I guess this is not possible in term of standard mathematical functions. Is it solvable at all?
Edit: I think it's possible (by proper substitution) to do this using the Fermi-Dirac integral. But that would change the lower limit and I'd need to numerically solve the incomplete Fermi-Dirac integral for which I haven't found a working algorithm yet. So I'd prefer to keep the lower limit at 0
Assuming $c>0$ we have
$$ f(c)=\int_{0}^{+\infty}\frac{\sqrt{t+c}}{e^t+1}\,dt=\int_{1}^{+\infty}\frac{\sqrt{c+\log u}}{u(u+1)}\,du=\int_{0}^{1}\frac{\sqrt{c-\log v}}{v+1}\,dv $$ and the last integral is simple to approximate numerically.

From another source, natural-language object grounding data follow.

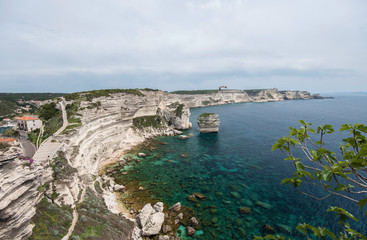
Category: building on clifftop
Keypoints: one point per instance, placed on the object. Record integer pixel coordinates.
(28, 123)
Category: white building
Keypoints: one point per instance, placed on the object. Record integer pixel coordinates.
(28, 123)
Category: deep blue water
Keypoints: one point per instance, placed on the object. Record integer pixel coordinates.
(236, 168)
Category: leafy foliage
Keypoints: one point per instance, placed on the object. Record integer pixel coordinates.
(346, 177)
(10, 132)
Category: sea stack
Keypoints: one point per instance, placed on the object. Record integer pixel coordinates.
(208, 122)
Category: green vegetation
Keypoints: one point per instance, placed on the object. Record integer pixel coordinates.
(33, 136)
(73, 119)
(13, 97)
(148, 121)
(4, 146)
(51, 221)
(253, 92)
(204, 115)
(97, 222)
(52, 119)
(47, 111)
(179, 110)
(10, 132)
(89, 95)
(345, 177)
(195, 91)
(7, 107)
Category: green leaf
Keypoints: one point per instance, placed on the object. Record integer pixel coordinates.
(345, 127)
(362, 202)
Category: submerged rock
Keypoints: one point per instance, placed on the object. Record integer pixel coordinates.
(268, 229)
(118, 187)
(208, 122)
(166, 228)
(142, 155)
(190, 231)
(193, 221)
(263, 205)
(144, 214)
(183, 137)
(199, 195)
(153, 224)
(176, 207)
(158, 207)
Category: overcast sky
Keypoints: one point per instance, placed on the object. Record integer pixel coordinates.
(76, 45)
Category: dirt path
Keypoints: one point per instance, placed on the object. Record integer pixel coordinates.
(75, 215)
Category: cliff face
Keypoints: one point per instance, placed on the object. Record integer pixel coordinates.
(110, 125)
(19, 182)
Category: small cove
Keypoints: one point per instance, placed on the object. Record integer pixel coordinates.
(236, 168)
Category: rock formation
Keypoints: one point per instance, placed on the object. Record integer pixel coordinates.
(110, 125)
(19, 182)
(208, 122)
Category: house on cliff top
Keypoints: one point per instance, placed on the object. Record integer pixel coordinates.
(28, 123)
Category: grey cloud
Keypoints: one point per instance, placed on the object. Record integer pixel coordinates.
(179, 44)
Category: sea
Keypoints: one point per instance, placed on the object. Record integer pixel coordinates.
(236, 168)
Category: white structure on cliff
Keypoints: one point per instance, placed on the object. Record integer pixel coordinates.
(28, 123)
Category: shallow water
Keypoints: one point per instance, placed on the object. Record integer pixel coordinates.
(236, 168)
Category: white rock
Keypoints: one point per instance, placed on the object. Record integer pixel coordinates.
(176, 207)
(144, 214)
(158, 207)
(153, 224)
(142, 155)
(118, 187)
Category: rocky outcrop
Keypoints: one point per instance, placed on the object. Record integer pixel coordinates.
(19, 182)
(110, 125)
(150, 220)
(208, 122)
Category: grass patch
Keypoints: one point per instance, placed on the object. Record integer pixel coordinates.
(196, 91)
(148, 121)
(97, 222)
(90, 95)
(51, 221)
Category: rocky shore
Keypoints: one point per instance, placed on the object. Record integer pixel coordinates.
(110, 125)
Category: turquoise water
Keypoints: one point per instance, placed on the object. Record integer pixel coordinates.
(236, 168)
(2, 129)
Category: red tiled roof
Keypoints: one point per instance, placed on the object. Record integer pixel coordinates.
(27, 118)
(7, 139)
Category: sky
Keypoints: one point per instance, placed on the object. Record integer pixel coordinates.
(79, 45)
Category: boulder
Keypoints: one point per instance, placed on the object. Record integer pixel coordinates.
(199, 195)
(244, 210)
(142, 155)
(268, 229)
(208, 122)
(144, 214)
(118, 187)
(158, 207)
(190, 231)
(193, 221)
(183, 137)
(176, 207)
(166, 228)
(153, 224)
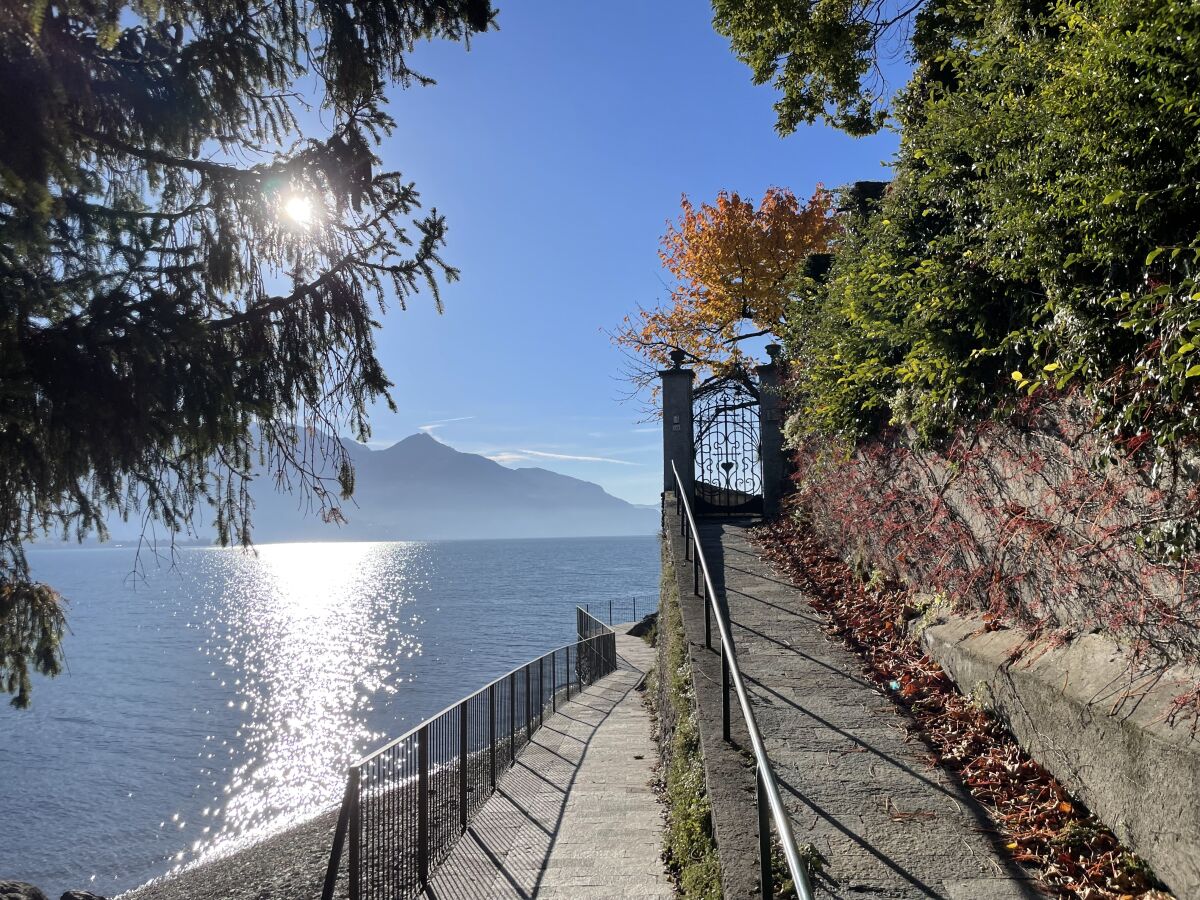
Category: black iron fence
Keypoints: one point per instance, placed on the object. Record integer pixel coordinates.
(407, 803)
(622, 609)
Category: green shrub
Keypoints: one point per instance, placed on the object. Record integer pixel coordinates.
(689, 849)
(1041, 229)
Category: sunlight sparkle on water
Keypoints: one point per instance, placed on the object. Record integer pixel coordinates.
(310, 639)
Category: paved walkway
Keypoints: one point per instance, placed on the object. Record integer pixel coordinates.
(576, 816)
(861, 786)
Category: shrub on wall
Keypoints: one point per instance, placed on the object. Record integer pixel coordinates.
(1042, 229)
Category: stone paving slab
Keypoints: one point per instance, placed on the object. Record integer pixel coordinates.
(859, 785)
(576, 816)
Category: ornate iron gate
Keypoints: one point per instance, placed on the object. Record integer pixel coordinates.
(729, 451)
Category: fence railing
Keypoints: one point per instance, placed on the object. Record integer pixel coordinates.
(767, 798)
(622, 609)
(407, 803)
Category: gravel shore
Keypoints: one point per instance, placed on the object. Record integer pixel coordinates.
(287, 867)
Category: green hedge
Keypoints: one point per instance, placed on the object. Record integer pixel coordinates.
(689, 849)
(1041, 229)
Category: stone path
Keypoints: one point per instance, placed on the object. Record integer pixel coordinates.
(861, 786)
(576, 816)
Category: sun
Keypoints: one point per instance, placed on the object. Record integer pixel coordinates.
(299, 209)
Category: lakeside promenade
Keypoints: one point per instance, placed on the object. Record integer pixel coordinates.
(575, 817)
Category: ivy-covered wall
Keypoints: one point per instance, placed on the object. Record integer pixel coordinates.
(1013, 517)
(690, 850)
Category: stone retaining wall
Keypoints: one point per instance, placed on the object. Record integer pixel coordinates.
(1080, 712)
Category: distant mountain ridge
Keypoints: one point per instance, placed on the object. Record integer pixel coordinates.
(424, 490)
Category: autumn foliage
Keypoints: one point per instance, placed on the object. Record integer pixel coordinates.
(731, 263)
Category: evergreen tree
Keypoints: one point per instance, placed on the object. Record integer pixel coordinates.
(189, 283)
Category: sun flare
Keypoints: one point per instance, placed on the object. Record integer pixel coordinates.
(299, 209)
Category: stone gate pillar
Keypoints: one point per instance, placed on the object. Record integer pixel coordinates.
(677, 429)
(771, 412)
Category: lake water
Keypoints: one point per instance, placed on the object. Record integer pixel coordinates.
(219, 699)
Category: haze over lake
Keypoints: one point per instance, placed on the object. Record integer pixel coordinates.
(216, 702)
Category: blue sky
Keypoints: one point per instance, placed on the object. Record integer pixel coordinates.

By the Cauchy-Schwarz inequality he have $$ f(c)\leq \sqrt{\int_{0}^{1}(c-\log v)\,dv\int_{0}^{1}\frac{dv}{(v+1)^2}}\leq\sqrt{\frac{c+1}{2}}$$ and this bound is both simple and pretty accurate for values of $c$ not much larger than $10$.
Additionally, by the integral representation for the $\eta$ (or $\zeta$) function we have $$ \lim_{c\to 0^+}f(c) =\frac{2-\sqrt{2}}{4}\sqrt{\pi}\,\zeta\left(\tfrac{3}{2}\right) = 0.6780938951531\ldots$$ and by the (inverse) Laplace transform $$ f(c) = \sum_{n\geq 1}\frac{2 \sqrt{c n}+e^{c n} \sqrt{\pi } \operatorname{Erfc}\sqrt{c n}}{2 n^{3/2}}(-1)^{n+1}. $$ For an alternative and more accurate numerical approximation, one may replace the complementary error function by a convergent of its well-known continued fraction.
Addendum: by this tail inequality for the normal distribution proved on MO, for large values of $c$ we get
$$ f(c) \approx \sum_{n\geq 1}\frac{2 \sqrt{c n}+2\frac{1}{\sqrt{cn}+\sqrt{cn+2}}}{2 n^{3/2}}(-1)^{n+1}=\frac{1}{2}\sum_{n\geq 1}\frac{\sqrt{cn+2}-\sqrt{cn}}{n\sqrt{n}}(-1)^{n+1}. $$